Not Tea Partiers, gun nuts, wingnuts, NASCAR dads and moms, or bitter clingers.

Not loony-lefties, nutroots, socialist revolutionaries, or Kos-sacks.

No, there is a gathering crowd with a thirst for revenge, who will not be satisfied unless and until we get on the Supreme Court…. (wait for it) …. diversity of law schools.

Hell hath no fury like a really driven, smart and self-confident college student who was rejected by Harvard Law School and Yale Law School.

Trust me, I know the feeling. I was wait-listed at Yale Law School, and I HATE HATE HATE Yale (note, all caps and repetition signifies that I really mean it). I have a story about how I really didn’t want to go to Yale anyway, but I’ve told it so many times that even I don’t believe it anymore.

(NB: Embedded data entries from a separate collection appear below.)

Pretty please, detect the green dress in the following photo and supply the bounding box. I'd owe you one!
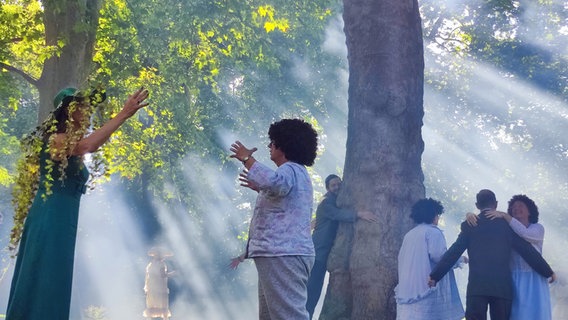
[6,146,89,320]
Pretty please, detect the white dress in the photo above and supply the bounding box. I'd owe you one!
[395,224,464,320]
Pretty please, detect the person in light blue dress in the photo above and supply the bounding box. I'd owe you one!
[486,195,552,320]
[395,198,467,320]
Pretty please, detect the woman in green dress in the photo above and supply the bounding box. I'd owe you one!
[6,88,148,320]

So this gathering crowd of the Great Disappointed is expressing feelings similar to those written by Jonathan Turley (Northwestern Law School ’87):

The favoritism shown Harvard and Yale should be viewed not just as incestuous but as scandalous. It undermines educational institutions across the country by maintaining a clearly arbitrary and capricious basis for selection. It also runs against the grain of a nation based on meritocracy and opportunity.

Incestuous? Scandalous? Arbitrary? Capricious? Hyperbole much?

There are non-lawyers writing such things (Walter Shapiro, James Piereson). There also are Yale Law School grads (Michael Barone ’69 and David Bernstein ’91) who decry the lack of educational diversity on the High Court; that they feel entitled to make such comments despite their credentials just proves everything I always felt about the smug arrogance of Yale Law grads.

But let me suggest that the problem is not law school credentials, but attitude, as witnessed by the four non-Ivy League law professors who do not even count Clinical Law Professors as people (don’t get me started).

Arrogance and class snobbery know no educational boundaries. Fight the attitude, not the degree.

Do not underestimate the power of those who have been nursing their educational wounds for a generation. Their moment may have arrived.